Amid a protest led by the artist Nan Goldin, activists set up cardboard tombstones this week outside the US Bankruptcy Court in White Plains, New York, to challenge a proposed settlement in the bankruptcy trial of Purdue Pharma, the maker of the opioid painkiller Oxycontin.
Many art institutions have distanced themselves from Purdue Pharma in recent years amid a furor over how the company intentionally misled doctors about the addictive qualities of Oxycontin, which has led to an opioid crisis claiming nearly 500,000 lives.
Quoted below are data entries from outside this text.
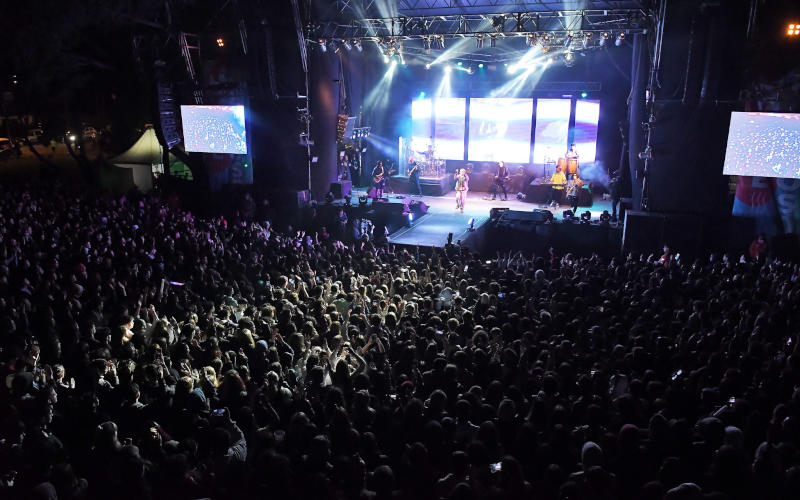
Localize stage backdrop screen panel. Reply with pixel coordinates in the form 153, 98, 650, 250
468, 97, 533, 163
533, 99, 572, 163
723, 112, 800, 179
433, 97, 467, 160
181, 106, 247, 155
573, 101, 600, 163
411, 99, 433, 155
Purdue Pharma is owned by members of the vastly wealthy Sackler family, who are counted among the world's most prominent arts philanthropists.
Purdue Pharma’s proposed settlement would give sweeping immunity to the Sackler family and shield its members from future litigation. The Sacklers would pay roughly $4.5bn of their personal fortune and give up ownership of Purdue Pharma, and in turn admit to no wrongdoing and be protected from any future opioid-related lawsuits.
The art website Hyperallergic led the way in reporting how Goldin and her organisation Pain Addiction Intervention Now (PAIN) protested such an outcome on Monday. The artist gave a speech and carried a sign demanding that the US Department of Justice prosecute Sackler entities, the organisation reported. A banner unfurled by the group referred to the court as “morally bankrupt”, and the activists scattered fake prescription bottles and faux $1 bills that read “oxy” instead of “one” and bore the phrase “the bankrupt states of America”.
Following her own struggles with opioid addiction, Goldin founded PAIN in 2017 and has since orchestrated protests at Sackler-associated museums around the world. Reacting to the sometimes-raucous demonstrations, institutions such as the Serpentine Galleries and the Louvre have removed the Sackler name from their galleries. Others, including the Tate and the Metropolitan Museum of Art (which still has a prominent Sackler Wing), have said they will no longer accept donations from the family. The campaign by Goldin and PAIN has also spurred broader conversations around money from unethical businesses finding its way into museums, particularly through their board members.
“Opioid overdoses have been ravaging Americans for two decades. Half a million people have been killed by this man-made plague, the origins of which can be traced to one family, the Sacklers, and their private company, Purdue Pharma,” Goldin and PAIN wrote in a 2020 opinion piece for The Art Newspaper. “As the Sacklers were ousted from museums, they went looking for protection from another institution that has long favoured the wealthy and powerful: the US court system. There, they are protected by a flotilla of the most expensive lawyers who have engineered a bankruptcy deal that will grant them immunity from future liability. It is clear that there are two justice systems: one for the billionaires and one for the rest of us.”
Although Purdue Pharma pleaded guilty to federal crimes in 2007 and again in 2020, admitting that it had intentionally misled doctors about the addictive qualities of Oxycontin, members of the Sackler family have not been criminally charged over sales of the drug, and the immunity granted through the bankruptcy proceedings would block attempts at prosecuting them.